[erlang-questions] Binary manipulation

Lukas Larsson <>
Sun Mar 13 11:22:49 CET 2011

If you do write a nif call which could potentially take a long time you should use an async thread to do the work in it rather than doing it in the erlang vm thread. If not you could get some strange behaviour out of the vm depending on how unlucky you are with processes scheduling and unrelated work which other processes do. See http://www.erlang.org/cgi-bin/ezmlm-cgi?4:mss:55980:201101:jconogbffcaogeijbdkl for details.


----- Original Message -----
From: "Bob Cowdery" <>
Sent: Sunday, March 13, 2011 11:03:57 AM GMT +01:00 Amsterdam / Berlin / Bern / Rome / Stockholm / Vienna
Subject: Re: [erlang-questions] Binary manipulation

Having received only one private reply which would not really scale up
and having looked quite closely at all the API's available I can't see
any way to manipulate binary data with any efficiency. I am therefore
thinking of doing a NIF library.  However I'm a bit concerned about what
the following statement means:

"Avoid doing lengthy work in NIF calls as that may degrade the
responsiveness of the VM. NIFs are called directly by the same scheduler
thread that executed the calling Erlang code. The calling scheduler will
thus be blocked from doing any other work until the NIF returns."

I presume this just means the calling process cannot do any other work
until the NIF returns and not that all processes can suffer degradation.

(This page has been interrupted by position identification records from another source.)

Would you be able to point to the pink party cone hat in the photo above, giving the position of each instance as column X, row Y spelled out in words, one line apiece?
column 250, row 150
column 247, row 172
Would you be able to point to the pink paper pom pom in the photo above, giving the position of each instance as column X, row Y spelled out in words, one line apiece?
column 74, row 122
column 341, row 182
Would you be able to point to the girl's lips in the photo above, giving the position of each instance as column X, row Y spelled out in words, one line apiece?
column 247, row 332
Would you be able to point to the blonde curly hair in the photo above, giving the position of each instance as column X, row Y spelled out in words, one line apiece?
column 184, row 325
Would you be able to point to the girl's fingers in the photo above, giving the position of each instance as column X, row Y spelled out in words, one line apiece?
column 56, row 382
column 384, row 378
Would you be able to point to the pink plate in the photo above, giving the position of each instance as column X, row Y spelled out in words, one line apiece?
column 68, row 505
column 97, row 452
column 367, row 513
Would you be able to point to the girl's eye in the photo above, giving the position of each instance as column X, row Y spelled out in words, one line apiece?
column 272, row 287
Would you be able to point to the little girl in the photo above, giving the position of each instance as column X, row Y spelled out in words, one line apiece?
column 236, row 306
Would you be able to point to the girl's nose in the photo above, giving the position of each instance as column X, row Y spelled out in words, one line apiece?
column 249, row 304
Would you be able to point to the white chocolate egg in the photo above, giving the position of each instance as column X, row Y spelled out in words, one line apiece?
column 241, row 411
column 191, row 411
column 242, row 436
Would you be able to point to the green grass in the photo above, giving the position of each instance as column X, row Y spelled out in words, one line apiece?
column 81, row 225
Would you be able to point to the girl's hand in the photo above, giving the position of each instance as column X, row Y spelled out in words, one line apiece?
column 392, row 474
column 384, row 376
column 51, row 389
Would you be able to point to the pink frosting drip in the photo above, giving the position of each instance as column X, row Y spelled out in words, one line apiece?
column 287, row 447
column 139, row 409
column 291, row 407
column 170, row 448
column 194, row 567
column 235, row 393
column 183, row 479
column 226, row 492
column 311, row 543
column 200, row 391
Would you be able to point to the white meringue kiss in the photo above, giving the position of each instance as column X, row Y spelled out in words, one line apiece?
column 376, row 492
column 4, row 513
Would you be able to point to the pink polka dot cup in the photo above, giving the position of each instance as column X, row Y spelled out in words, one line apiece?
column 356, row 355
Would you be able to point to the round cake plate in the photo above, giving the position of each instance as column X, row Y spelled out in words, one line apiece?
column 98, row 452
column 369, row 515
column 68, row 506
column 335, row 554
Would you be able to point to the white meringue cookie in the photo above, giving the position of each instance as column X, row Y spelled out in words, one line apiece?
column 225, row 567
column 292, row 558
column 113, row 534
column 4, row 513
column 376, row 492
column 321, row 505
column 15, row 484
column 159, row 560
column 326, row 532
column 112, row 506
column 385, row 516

On 11/03/2011 09:01, Bob Cowdery wrote:
> Hi
> I would appreciate any advice/ideas on how to efficiently handle a large
> binary.
> The binary in question has a couple of protocol wrappers around it which
> are no problem as the bit syntax easily copes with that. What I'm not
> sure of is how to handle the data.
> <<I:24, Q:24, M:16 ... repeated 63 times >>
> What I have to do is extract I and Q which are 24 bit le values and end
> up with another binary which is:
> <<I/float, Q/float ... repeated 63 times (see below) >>
> Where I and Q are now floating point numbers. I will need M in the
> future, but not right now. It's a little more complicated than that
> because several of the raw data binaries will go into the processed
> binary which will be a multiple of 64 up to 1024.
> I will also need to do the opposite, i.e. take the processed binary and
> transform it back to the raw data binary.